Magnus immediately volunteered to take him home and take care of him.

“Can you help me with this?” Alec calls from their bedroom, sounding disgruntled. As Magnus has learned in the past week, Alec hates asking for help. Really really hates it.

Given that he has no other choice, Magnus has been trying to make it as painless as possible. He finishes putting on his robe and walks out of the bathroom.

“What is it?”

Alec is sitting on the bed, stuck halfway through taking off his tee-shirt, with his still splinted arm getting in the way. His sling is lying on the bed beside him along with his pants. Magnus rushes over and simply banishes the tee-shirt, hand slipping underneath Alec’s arm to support it through the pressure change. “There,” he smiles.

“Thanks,” Alec grumbles. “I hate this.”

Magnus kneels in front of him and strokes his cheek. “I don’t,” he says.

Alec raises an eyebrow, unimpressed.

“I hate that you’re in pain,” Magnus elaborates. “But I’m really, really glad you’re alive. And I get to take care of you, which is a nice bonus.”

Alec leans into his touch, closing his eyes. “I’m sorry I scared you,” he says.

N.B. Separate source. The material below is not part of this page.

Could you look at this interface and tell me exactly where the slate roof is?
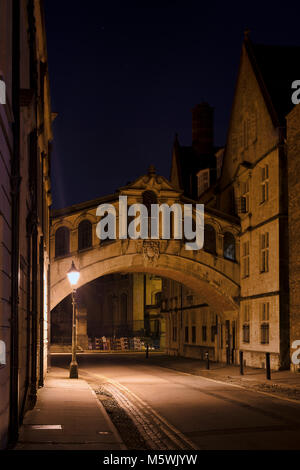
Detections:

“Scared doesn’t cover it,” Magnus sighs. “For a while there, I—” he chokes on his words, the memory raw in his mind. “I thought I’d lost you. I thought you were dead and I realized that I’ve never loved like I love you. That I can’t lose you.”

“I feel like that, too,” Alec says.

Magnus  bites his lip.  “The life I’ve lived, Alec… I’ve learned that we can survive anything. The pain, it stays, but… We live on. When we got together, I knew that you were going to die one day, that I was setting myself up for a lot of pain, down the road. I fell in love with you and I decided that it was worth it.  And then you died. And it was...worse than anything I’d imagined.”

Magnus feels a tear run down his cheek. Alec leans forward to rest his forehead against Magnus’, burying his hand in Magnus’ hair. “I don’t know what I feel about being immortal yet,” he says. “But I know that I don’t want to lose you. Ever.”

Magnus lets out something that sounds almost like a whimper. He’s not sure if it’s retrospective fear or relief. “I love you,” he murmurs.

“I love you too,” Alec whispers. “I think...if I had been given the time to decide, the ability to choose...I’d have chosen to become immortal with you. To love you forever.”

“And now?” Magnus asks.

Alec stays silent for a moment, thinking. “I still get to do that,” he says. “It’s not my choice, and it’s going to be a little more...complicated, but I still get to be with you forever. And that’s an incredible gift.”

Magnus lets out a sob and leans forward to meet his mouth, kissing him gently. “Forever,” he murmurs.